# Sony Nex-5N Battery Question



## erotavlas

I was considering this camera, but the only thing that concerns me is the battery life.  Some people complain about it and have said it is poor however I can't tell if they are using the battery with the Nex-5 or Nex-5N which are two different cameras.  Anyway I wanted to know if the battery life is acceptable when using it with the NEX-5N and how it compares to a dSLR say from Canon or Nikon.
Thanks


----------



## xxbluejay21

It's about the same as a Canon t2i. The t2i's battery isn't that good tho. It's bigger brother (60D) has almost 3 times the battery life. 5N has good battery for a mirrorless. Can shoot about 80 minutes of hd video on a complete charge (factoring out overheating and card capacity)


----------



## erotavlas

xxbluejay21 said:


> It's about the same as a Canon t2i. The t2i's battery isn't that good tho. It's bigger brother (60D) has almost 3 times the battery life. 5N has good battery for a mirrorless. Can shoot about 80 minutes of hd video on a complete charge (factoring out overheating and card capacity)



That's good to know thanks for the feedback


----------



## KmH

The smaller a camera is, the smaller the battery is. The smaller the battery is, the less charge it can hold.
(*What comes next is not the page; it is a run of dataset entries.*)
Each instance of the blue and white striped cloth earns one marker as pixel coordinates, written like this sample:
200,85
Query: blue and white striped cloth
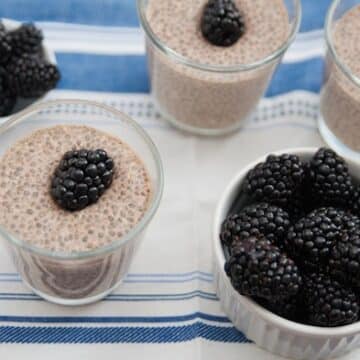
167,306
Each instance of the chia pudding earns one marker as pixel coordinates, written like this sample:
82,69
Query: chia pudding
193,97
29,213
340,96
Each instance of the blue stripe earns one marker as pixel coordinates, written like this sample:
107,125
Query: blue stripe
90,12
114,319
112,335
129,74
123,297
103,73
119,13
306,75
314,13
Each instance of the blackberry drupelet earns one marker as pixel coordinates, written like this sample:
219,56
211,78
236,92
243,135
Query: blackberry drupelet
310,240
258,219
258,269
222,24
355,201
329,179
290,309
328,303
277,180
81,178
5,45
26,39
30,76
344,262
7,100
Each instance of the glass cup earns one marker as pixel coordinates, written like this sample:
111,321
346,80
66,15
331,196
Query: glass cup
209,99
83,277
339,121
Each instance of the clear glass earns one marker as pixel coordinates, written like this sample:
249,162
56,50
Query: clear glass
83,277
191,95
339,121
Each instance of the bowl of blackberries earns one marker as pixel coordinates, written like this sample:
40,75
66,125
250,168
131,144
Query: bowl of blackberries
27,66
287,253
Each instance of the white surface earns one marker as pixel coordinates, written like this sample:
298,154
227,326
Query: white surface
197,171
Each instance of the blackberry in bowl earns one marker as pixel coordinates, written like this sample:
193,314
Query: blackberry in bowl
80,182
293,292
28,68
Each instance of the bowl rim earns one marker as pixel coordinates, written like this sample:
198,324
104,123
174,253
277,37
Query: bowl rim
219,258
137,229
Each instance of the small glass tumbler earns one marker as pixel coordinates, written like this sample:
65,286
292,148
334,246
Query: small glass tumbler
209,99
82,277
339,121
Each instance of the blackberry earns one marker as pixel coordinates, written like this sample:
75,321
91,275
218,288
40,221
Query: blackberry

The Nex-5, or the 5N, has a big LCD and it takes power to run it. It takes power to run the in camera light meter, CPU, image sensor, image sensor amplifiers and A/D converter, image processor, memory card write buffer, auto focus module, and lens auto focus mechanism.


----------



## cosmonaut

The battery life on my Nex5n isn't really good. But batteries are cheap enough. Just buy a spare or two.


----------